3.5.3. SEM Investigation
Then, 40,000 MSCs were cultured on the glass-coated ceramic pellets. The cells were incubated with samples and growth medium (DMF10) composed of 10% fetal bovine serum (FBS) (Invitrogen, Carlsbad, CA, USA), 1% penicillin-streptomycin (Biochrom AG, Berlin, Germany), and DMEM-LG (Biological Industries, Beit HaEmek, Israel) containing 1% l-glutamine (Biochrom AG, Berlin, Germany) in six-well plates. On the third day, medium was removed from the wells and samples were washed with PBS two times. After that, 3 mL 2.5% glutaraldehyde (Merck, Darmstadt, Germany) in distilled water was added to the wells and left for 30 min. Then, the cells were again washed with PBS and thereafter were dehydrated with graded ethanol series in distilled water. The samples were incubated in 50% EtOH (5 min), 70% EtOH (5 min), 80% EtOH (10 min), 95% EtOH (10 min), and 100% EtOH (20 min). Air-dried samples were prepared for SEM analysis by sputter-coating with gold. The gold-coated samples were analyzed by a JEOL scanning electron microscope JSM 6400 (Jeol Ltd., Akishima, Japan).

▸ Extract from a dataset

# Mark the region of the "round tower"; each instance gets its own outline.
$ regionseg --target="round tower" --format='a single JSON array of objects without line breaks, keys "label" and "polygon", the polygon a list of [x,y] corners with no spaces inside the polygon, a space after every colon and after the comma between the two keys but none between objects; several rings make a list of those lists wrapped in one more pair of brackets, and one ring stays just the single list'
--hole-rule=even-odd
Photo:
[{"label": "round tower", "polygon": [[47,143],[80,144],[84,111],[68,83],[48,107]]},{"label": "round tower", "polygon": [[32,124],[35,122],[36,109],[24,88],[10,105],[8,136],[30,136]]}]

3.5.4. Mineralization Assays
In total, 375000 MSCs were used. Time points for the assay were day 10 and 21. The control group was blank MSCs incubated in the medium without samples. The cells were incubated with samples and growth medium in 12-well plates for the first day. Every three to four days, the medium was replaced. When the cells reached 50–60% confluence, differentiation medium containing DMEM-LG, 10% FBS, 100 nmol/L dexamethasone (Sigma-Aldrich, St. Louis, MO, USA), 10 mmol/L beta glycerophosphate (Sigma-Aldrich, St. Louis, MO, USA), and 0.2 mmol/L ascorbic acid (Sigma- Aldrich, St. Louis, MO, USA) was added to the wells. On the tenth and twenty-first days, wells were analyzed by the Quantichrom Calcium Assay Kit (Bio Assay Systems, Hayward, CA, USA), according to the manufacturer’s instructions.
3.5.5. Statistics
Results are expressed as the mean ± SD. Statistical differences among the groups were analyzed by Tukey’s multiple comparison test (p < 0.05).